During this time, insurance companies cannot deny your coverage or charge you more due to your health. This means you can apply for Medigap insurance without completing medical underwriting, and you’ll usually receive lower rates.

Remember, you must be enrolled in Medicare Parts A and B to purchase Medicare Supplement insurance. So, if you’re still employed and covered by group health insurance, you can postpone your Medicare Part B enrollment. When you decide to enroll in Part B, you will receive guaranteed issue rights to apply for Medigap without medical underwriting.  

Get started early by familiarizing yourself with your options and deciding what types of coverage you might want. Consider conducting some comparison shopping  so you’re up to date on your options.

After you enroll in Medicare, you can buy a supplemental insurance policy. Make sure you do so before the six-month window closes.

Furthermore, evaluate your current budget to determine how much you can afford to devote to both fixed and changeable healthcare costs.

Some consumers would rather pay a larger lump sum every month than risk a big hospital bill, while others feel more comfortable taking on more risk. It’s entirely up to you.


There are 10 Medigap plans available: A, B, C, D, F, G, K, L, M, and N. Each offers different levels of coverage.

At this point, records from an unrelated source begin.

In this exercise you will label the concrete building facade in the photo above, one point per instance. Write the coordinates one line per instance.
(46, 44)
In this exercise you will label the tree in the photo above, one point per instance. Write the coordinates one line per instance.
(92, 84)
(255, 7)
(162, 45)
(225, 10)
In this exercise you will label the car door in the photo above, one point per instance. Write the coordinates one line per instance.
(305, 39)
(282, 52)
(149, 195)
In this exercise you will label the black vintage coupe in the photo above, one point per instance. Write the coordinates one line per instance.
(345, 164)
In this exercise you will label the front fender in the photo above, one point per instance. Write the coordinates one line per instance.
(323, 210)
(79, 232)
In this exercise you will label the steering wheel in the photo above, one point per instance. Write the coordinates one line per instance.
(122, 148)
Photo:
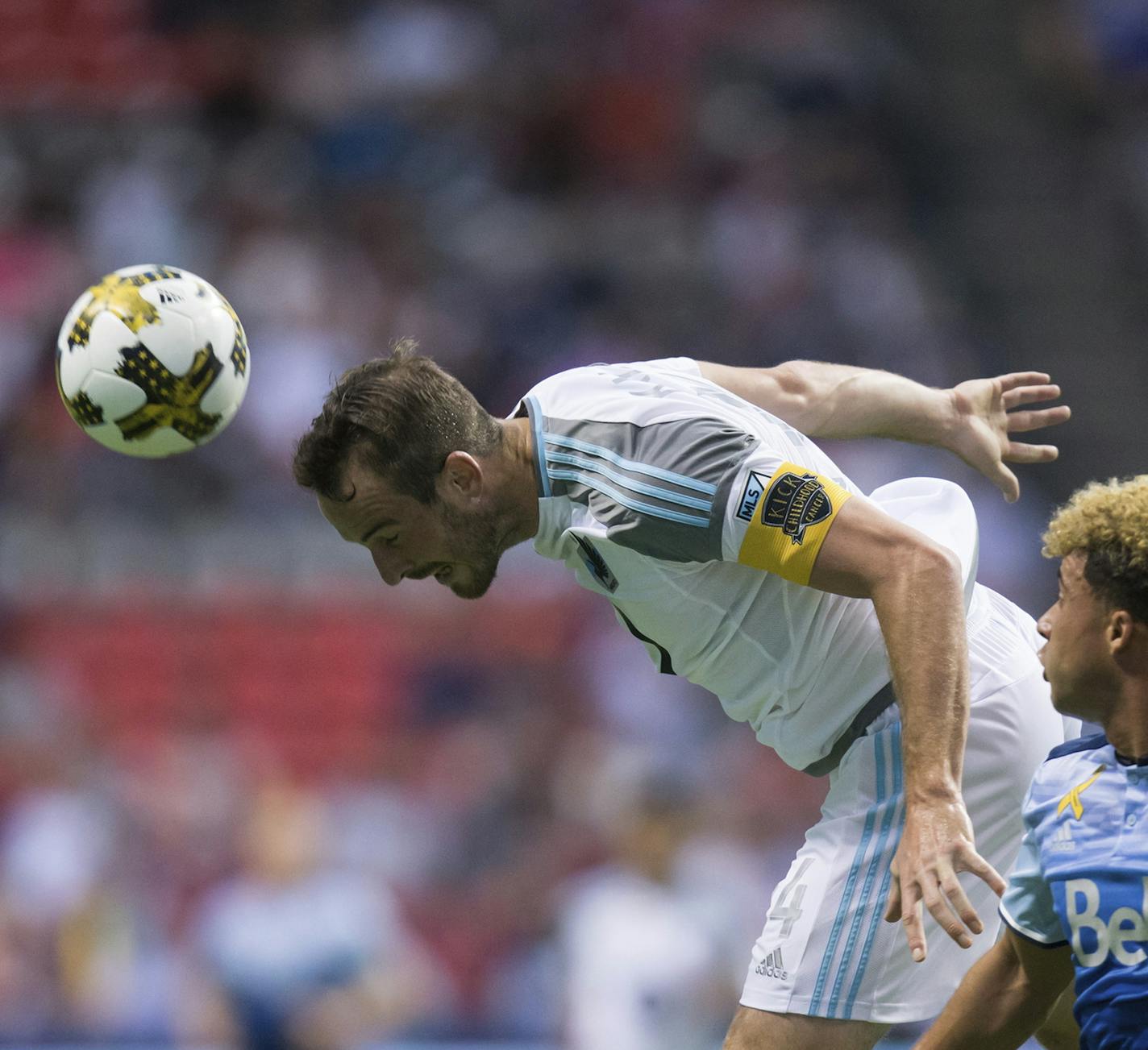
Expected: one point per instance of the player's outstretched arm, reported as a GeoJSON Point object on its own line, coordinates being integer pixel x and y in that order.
{"type": "Point", "coordinates": [915, 587]}
{"type": "Point", "coordinates": [976, 419]}
{"type": "Point", "coordinates": [1004, 998]}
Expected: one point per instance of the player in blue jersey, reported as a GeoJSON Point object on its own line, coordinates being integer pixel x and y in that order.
{"type": "Point", "coordinates": [1078, 896]}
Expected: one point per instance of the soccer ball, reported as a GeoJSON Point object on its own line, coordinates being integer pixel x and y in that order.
{"type": "Point", "coordinates": [152, 360]}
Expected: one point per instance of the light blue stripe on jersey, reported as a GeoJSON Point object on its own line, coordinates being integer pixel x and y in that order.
{"type": "Point", "coordinates": [595, 483]}
{"type": "Point", "coordinates": [630, 483]}
{"type": "Point", "coordinates": [682, 479]}
{"type": "Point", "coordinates": [896, 811]}
{"type": "Point", "coordinates": [842, 907]}
{"type": "Point", "coordinates": [539, 446]}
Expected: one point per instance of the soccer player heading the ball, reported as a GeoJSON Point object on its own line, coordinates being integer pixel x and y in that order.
{"type": "Point", "coordinates": [846, 629]}
{"type": "Point", "coordinates": [1079, 892]}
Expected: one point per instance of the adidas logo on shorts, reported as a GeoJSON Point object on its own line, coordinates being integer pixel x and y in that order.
{"type": "Point", "coordinates": [772, 965]}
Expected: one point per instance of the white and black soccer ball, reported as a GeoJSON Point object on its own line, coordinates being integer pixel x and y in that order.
{"type": "Point", "coordinates": [152, 360]}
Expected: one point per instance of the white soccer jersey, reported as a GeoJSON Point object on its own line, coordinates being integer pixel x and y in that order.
{"type": "Point", "coordinates": [699, 517]}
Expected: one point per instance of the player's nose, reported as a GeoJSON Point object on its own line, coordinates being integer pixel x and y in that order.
{"type": "Point", "coordinates": [390, 566]}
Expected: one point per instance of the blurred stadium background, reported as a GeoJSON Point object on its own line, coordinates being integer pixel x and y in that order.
{"type": "Point", "coordinates": [247, 796]}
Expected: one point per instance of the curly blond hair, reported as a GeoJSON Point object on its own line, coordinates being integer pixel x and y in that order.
{"type": "Point", "coordinates": [1107, 521]}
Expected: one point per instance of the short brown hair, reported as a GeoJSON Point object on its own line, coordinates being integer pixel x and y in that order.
{"type": "Point", "coordinates": [406, 416]}
{"type": "Point", "coordinates": [1108, 524]}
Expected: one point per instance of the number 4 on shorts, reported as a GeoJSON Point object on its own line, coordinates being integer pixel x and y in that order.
{"type": "Point", "coordinates": [789, 903]}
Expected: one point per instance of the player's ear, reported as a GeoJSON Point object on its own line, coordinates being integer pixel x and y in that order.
{"type": "Point", "coordinates": [1121, 628]}
{"type": "Point", "coordinates": [460, 476]}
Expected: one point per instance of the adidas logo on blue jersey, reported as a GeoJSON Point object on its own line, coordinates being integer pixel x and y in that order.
{"type": "Point", "coordinates": [772, 965]}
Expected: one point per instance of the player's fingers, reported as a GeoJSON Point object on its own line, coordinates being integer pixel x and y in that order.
{"type": "Point", "coordinates": [914, 928]}
{"type": "Point", "coordinates": [1004, 479]}
{"type": "Point", "coordinates": [1018, 451]}
{"type": "Point", "coordinates": [1026, 395]}
{"type": "Point", "coordinates": [938, 908]}
{"type": "Point", "coordinates": [960, 903]}
{"type": "Point", "coordinates": [1034, 419]}
{"type": "Point", "coordinates": [1015, 380]}
{"type": "Point", "coordinates": [975, 865]}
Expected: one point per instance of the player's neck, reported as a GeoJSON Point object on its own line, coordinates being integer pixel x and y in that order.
{"type": "Point", "coordinates": [519, 479]}
{"type": "Point", "coordinates": [1128, 725]}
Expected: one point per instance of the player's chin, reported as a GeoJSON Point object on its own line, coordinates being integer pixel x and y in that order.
{"type": "Point", "coordinates": [468, 583]}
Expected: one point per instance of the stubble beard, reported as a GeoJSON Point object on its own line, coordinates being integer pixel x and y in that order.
{"type": "Point", "coordinates": [476, 546]}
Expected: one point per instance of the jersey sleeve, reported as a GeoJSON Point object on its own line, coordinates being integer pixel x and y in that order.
{"type": "Point", "coordinates": [780, 514]}
{"type": "Point", "coordinates": [1028, 903]}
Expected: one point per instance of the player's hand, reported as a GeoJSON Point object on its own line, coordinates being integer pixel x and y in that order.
{"type": "Point", "coordinates": [985, 418]}
{"type": "Point", "coordinates": [937, 844]}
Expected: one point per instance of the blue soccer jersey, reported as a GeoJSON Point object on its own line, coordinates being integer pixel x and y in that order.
{"type": "Point", "coordinates": [1082, 879]}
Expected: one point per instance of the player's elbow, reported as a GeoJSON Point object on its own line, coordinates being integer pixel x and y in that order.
{"type": "Point", "coordinates": [918, 562]}
{"type": "Point", "coordinates": [797, 386]}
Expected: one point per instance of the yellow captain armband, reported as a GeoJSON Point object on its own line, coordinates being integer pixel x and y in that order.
{"type": "Point", "coordinates": [791, 521]}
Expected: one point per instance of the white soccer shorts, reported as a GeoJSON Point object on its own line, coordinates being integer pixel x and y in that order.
{"type": "Point", "coordinates": [826, 949]}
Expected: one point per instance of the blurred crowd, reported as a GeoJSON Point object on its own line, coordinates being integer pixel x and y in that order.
{"type": "Point", "coordinates": [539, 840]}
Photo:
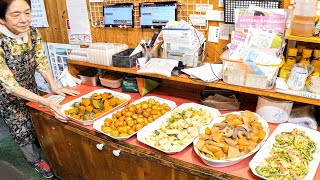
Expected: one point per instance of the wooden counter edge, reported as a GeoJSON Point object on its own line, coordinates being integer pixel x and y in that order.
{"type": "Point", "coordinates": [174, 163]}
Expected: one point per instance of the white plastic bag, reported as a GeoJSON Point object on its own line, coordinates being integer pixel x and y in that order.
{"type": "Point", "coordinates": [304, 116]}
{"type": "Point", "coordinates": [159, 66]}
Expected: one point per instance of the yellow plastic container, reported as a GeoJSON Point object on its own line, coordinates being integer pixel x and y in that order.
{"type": "Point", "coordinates": [291, 61]}
{"type": "Point", "coordinates": [300, 50]}
{"type": "Point", "coordinates": [316, 61]}
{"type": "Point", "coordinates": [306, 54]}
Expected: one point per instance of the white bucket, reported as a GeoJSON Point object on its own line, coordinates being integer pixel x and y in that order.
{"type": "Point", "coordinates": [274, 110]}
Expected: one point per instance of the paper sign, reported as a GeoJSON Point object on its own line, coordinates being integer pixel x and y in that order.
{"type": "Point", "coordinates": [78, 16]}
{"type": "Point", "coordinates": [220, 3]}
{"type": "Point", "coordinates": [198, 19]}
{"type": "Point", "coordinates": [38, 14]}
{"type": "Point", "coordinates": [77, 38]}
{"type": "Point", "coordinates": [214, 15]}
{"type": "Point", "coordinates": [224, 31]}
{"type": "Point", "coordinates": [203, 7]}
{"type": "Point", "coordinates": [231, 28]}
{"type": "Point", "coordinates": [213, 34]}
{"type": "Point", "coordinates": [58, 54]}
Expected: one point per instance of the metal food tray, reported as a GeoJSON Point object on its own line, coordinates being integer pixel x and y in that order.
{"type": "Point", "coordinates": [98, 91]}
{"type": "Point", "coordinates": [97, 124]}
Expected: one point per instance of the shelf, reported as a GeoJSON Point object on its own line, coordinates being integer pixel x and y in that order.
{"type": "Point", "coordinates": [221, 85]}
{"type": "Point", "coordinates": [300, 38]}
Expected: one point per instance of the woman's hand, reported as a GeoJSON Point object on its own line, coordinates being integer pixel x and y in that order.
{"type": "Point", "coordinates": [55, 109]}
{"type": "Point", "coordinates": [65, 91]}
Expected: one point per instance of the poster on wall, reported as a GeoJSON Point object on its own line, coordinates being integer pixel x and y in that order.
{"type": "Point", "coordinates": [58, 54]}
{"type": "Point", "coordinates": [77, 38]}
{"type": "Point", "coordinates": [78, 25]}
{"type": "Point", "coordinates": [38, 14]}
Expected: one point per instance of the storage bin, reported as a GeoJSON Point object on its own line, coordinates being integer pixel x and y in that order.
{"type": "Point", "coordinates": [274, 110]}
{"type": "Point", "coordinates": [123, 58]}
{"type": "Point", "coordinates": [220, 105]}
{"type": "Point", "coordinates": [111, 80]}
{"type": "Point", "coordinates": [248, 74]}
{"type": "Point", "coordinates": [90, 76]}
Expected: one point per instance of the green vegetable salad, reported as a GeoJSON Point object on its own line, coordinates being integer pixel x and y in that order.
{"type": "Point", "coordinates": [290, 156]}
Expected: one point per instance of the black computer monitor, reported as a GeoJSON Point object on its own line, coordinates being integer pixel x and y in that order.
{"type": "Point", "coordinates": [118, 15]}
{"type": "Point", "coordinates": [157, 14]}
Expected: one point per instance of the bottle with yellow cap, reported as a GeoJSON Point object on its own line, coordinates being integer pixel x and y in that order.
{"type": "Point", "coordinates": [316, 60]}
{"type": "Point", "coordinates": [300, 50]}
{"type": "Point", "coordinates": [291, 61]}
{"type": "Point", "coordinates": [306, 54]}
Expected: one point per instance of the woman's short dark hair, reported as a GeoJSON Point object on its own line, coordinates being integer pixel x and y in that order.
{"type": "Point", "coordinates": [4, 4]}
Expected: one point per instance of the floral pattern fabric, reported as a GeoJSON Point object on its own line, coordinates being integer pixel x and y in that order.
{"type": "Point", "coordinates": [18, 63]}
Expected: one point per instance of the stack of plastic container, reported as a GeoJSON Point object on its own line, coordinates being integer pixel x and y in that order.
{"type": "Point", "coordinates": [101, 53]}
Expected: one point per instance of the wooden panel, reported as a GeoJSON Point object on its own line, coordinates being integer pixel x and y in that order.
{"type": "Point", "coordinates": [72, 153]}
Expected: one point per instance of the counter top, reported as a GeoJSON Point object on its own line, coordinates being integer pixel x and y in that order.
{"type": "Point", "coordinates": [240, 169]}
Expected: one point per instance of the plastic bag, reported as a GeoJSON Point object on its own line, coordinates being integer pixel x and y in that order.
{"type": "Point", "coordinates": [159, 66]}
{"type": "Point", "coordinates": [146, 85]}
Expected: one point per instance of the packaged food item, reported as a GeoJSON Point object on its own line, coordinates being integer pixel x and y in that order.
{"type": "Point", "coordinates": [300, 50]}
{"type": "Point", "coordinates": [298, 76]}
{"type": "Point", "coordinates": [303, 21]}
{"type": "Point", "coordinates": [306, 54]}
{"type": "Point", "coordinates": [291, 61]}
{"type": "Point", "coordinates": [316, 59]}
{"type": "Point", "coordinates": [313, 85]}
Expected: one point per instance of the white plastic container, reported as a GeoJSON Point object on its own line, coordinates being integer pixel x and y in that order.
{"type": "Point", "coordinates": [303, 20]}
{"type": "Point", "coordinates": [111, 83]}
{"type": "Point", "coordinates": [274, 110]}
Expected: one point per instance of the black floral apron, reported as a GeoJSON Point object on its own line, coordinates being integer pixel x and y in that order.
{"type": "Point", "coordinates": [13, 109]}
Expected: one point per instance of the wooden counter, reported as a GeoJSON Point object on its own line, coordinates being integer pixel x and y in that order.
{"type": "Point", "coordinates": [71, 151]}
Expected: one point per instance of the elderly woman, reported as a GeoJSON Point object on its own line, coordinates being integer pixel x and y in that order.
{"type": "Point", "coordinates": [21, 54]}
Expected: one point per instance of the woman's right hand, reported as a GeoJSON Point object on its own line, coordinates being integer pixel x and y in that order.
{"type": "Point", "coordinates": [55, 109]}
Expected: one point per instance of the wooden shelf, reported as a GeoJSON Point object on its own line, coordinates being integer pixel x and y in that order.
{"type": "Point", "coordinates": [300, 38]}
{"type": "Point", "coordinates": [220, 84]}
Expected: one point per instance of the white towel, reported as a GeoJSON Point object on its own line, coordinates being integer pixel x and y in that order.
{"type": "Point", "coordinates": [20, 38]}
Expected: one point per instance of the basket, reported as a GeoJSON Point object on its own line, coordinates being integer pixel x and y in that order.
{"type": "Point", "coordinates": [123, 58]}
{"type": "Point", "coordinates": [110, 81]}
{"type": "Point", "coordinates": [274, 110]}
{"type": "Point", "coordinates": [90, 76]}
{"type": "Point", "coordinates": [220, 105]}
{"type": "Point", "coordinates": [237, 72]}
{"type": "Point", "coordinates": [230, 5]}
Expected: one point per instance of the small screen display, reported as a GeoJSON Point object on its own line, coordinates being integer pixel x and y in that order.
{"type": "Point", "coordinates": [118, 14]}
{"type": "Point", "coordinates": [157, 14]}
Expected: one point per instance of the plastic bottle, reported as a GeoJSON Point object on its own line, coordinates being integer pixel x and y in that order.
{"type": "Point", "coordinates": [300, 50]}
{"type": "Point", "coordinates": [316, 60]}
{"type": "Point", "coordinates": [306, 54]}
{"type": "Point", "coordinates": [303, 20]}
{"type": "Point", "coordinates": [291, 61]}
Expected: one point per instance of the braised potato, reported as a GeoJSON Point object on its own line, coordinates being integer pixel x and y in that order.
{"type": "Point", "coordinates": [134, 117]}
{"type": "Point", "coordinates": [235, 136]}
{"type": "Point", "coordinates": [94, 106]}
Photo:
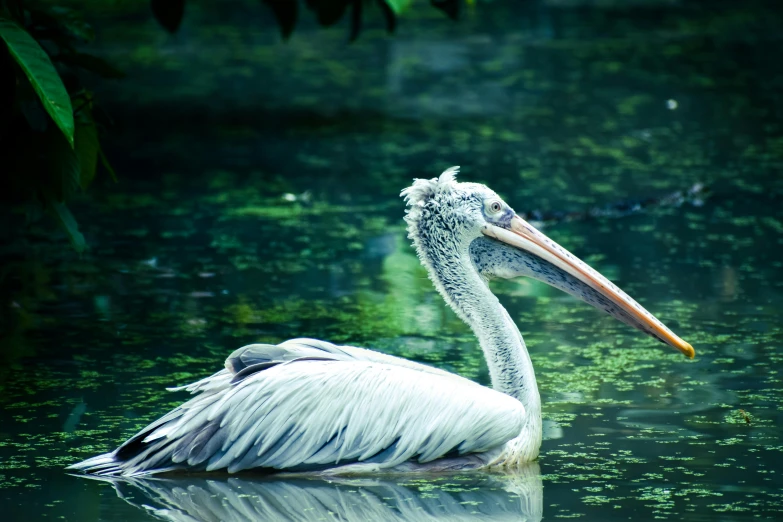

For instance, Medigap plan C covers 100 percent of your skilled nursing facility coinsurance expenses, while plan K only covers 50 percent. You can weigh the different coverage levels to decide what fits with your budget and health status.


Buying a Medicare supplemental insurance policy can help you take better control over your finances, achieve financial security, and protect your dependents. It’s not as complicated as it may seem, so don’t let fancy terms intimidate you.

If you’re interested in signing up for Medigap, find products available in your area. You’ll thank yourself for taking the steps necessary to protect yourself and your family.